However, it’s not always about jumping from one bold colour to another. Idols go back to basics with natural-looking shades from time to time but if you’ve been thinking about trying a bold ‘K-pop hair’ colour, being at home is the perfect opportunity to do it. For inspiration, we’ve compiled some of our favourite looks sported by idols in recent years, along with tips from professional hairstylists on how to approach and maintain your new look.

Things to Consider Beforehand?

“Before dyeing your hair, have a think about whether it will suit your face shape, your skin tone and how that will affect your usual look, including your make-up and clothes,” Soonsiki says. “Perhaps dyeing your hair will encourage you to try an entirely different look – and what better time to try than now?”

Brownsell, who also works as a session stylist on campaigns for the likes of Gucci, says: “Hair dye reacts differently to everyone’s hair, so it may not look like the picture on the box or a reference image you have. For example, vivid, deeper colors like fiery red are easier to achieve with naturally dark hair, as your hair will go a warmer, golden blond after bleaching, which is the perfect base to make the red look really intense. Your final look will depend on your current color and condition, hair porosity, length, and thickness, as well as any previous color treatments you’ve had. If you colour your hair often and are worried about over-processing, I’d definitely recommend doing a strand test at home first. If the hair condition is brittle or gummy after, take this time to give your hair a break and focus on treatment.”

The Process?

“At the salon, first, we would bleach your hair to the lightest possible shade, then use a toner to neutralize any brassy undertones before applying your colour of choice,” says Brownsell. “Hair in good condition before bleaching is preferable, virgin hair that has never been dyed] is ideal. Dyeing your hair at home is a similar process, however, the toning and dyeing happen at the same time. [But] all our instructions are detailed and doing your hair at home is easier than you think.”

Soonsiki says: “First, do a test patch on a strand of hair to make sure you’re not allergic to the products. It’s also best not to wash your hair before dyeing, as the oil on your scalp can be a protection later against the chemicals in the products. Apply Vaseline or lotion on the hairline and also your ears to protect your skin. After reading the instructions in the hair kit carefully, check that the ingredients are well mixed.

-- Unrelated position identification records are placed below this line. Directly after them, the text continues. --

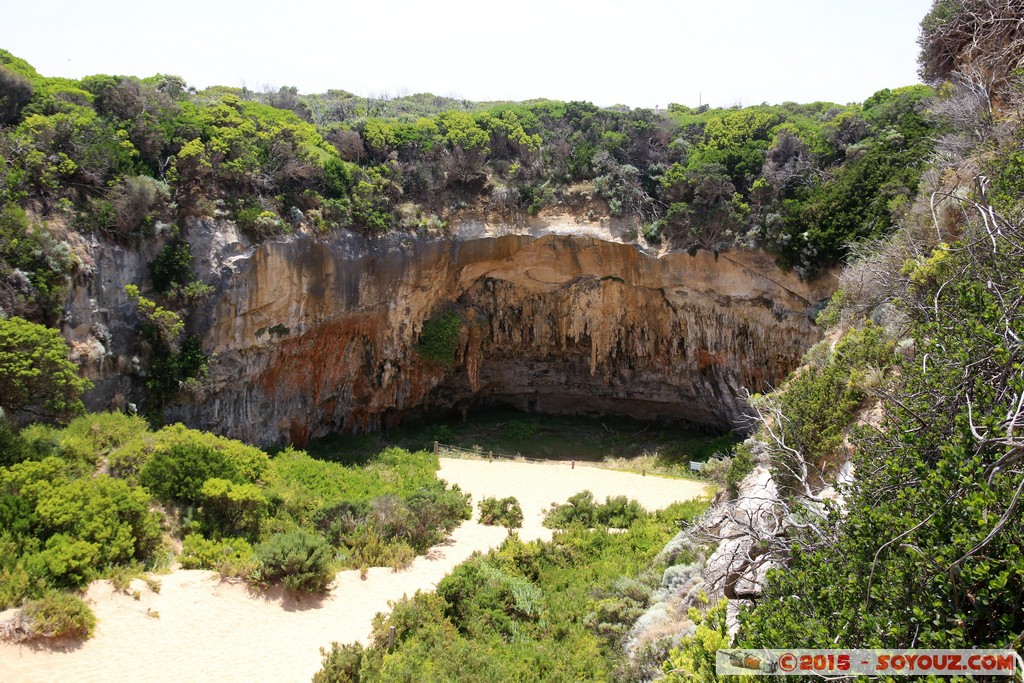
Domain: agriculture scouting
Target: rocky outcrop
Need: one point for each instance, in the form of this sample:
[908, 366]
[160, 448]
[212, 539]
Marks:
[309, 335]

Dye reacts faster to warmer temperatures, so remember to apply the dye to the tips of your hair first, and the roots [closer to the heat from your scalp] last.”

Hair designer Jongsu, from Seoul salon Jennyhouse, a favorite of K-Pop idols, says: “Check in on the color of your hair after 15 to 20 minutes, and after leaving the dye in for the recommended time, wash out the dye with shampoo. When washing out the dye, make sure to emulsify evenly, otherwise, the hair color can be mottled.”

How to Achieve Pastel Colours?

Pastel colours might seem like they only could only work for those with naturally fair hair, but Brownsell insists this isn’t always the case. “If your hair is naturally dark, it will be more difficult to go a very pale blonde, but not impossible! Use [something like] our Plex Bleach Kit to lift the hair while maintaining strong, healthy hair. After bleaching, you will need to tone to colou r correct any brassy or yellow hues, otherwise, the dye won’t show true to colour.”

How to Maintain Your New Colour?

“Try not to wash your hair too often, as it will encourage the colour in your hair to fade,” says Soonsiki. “Since your hair turns more alkaline after dyeing your hair, it’s best if you use shampoos exclusively for coloured and damaged hair. Wash your hair and particularly the scalp with warm or even cool water, as hot water opens hair cuticles that will release the colours. Letting your hair dry naturally is always best.”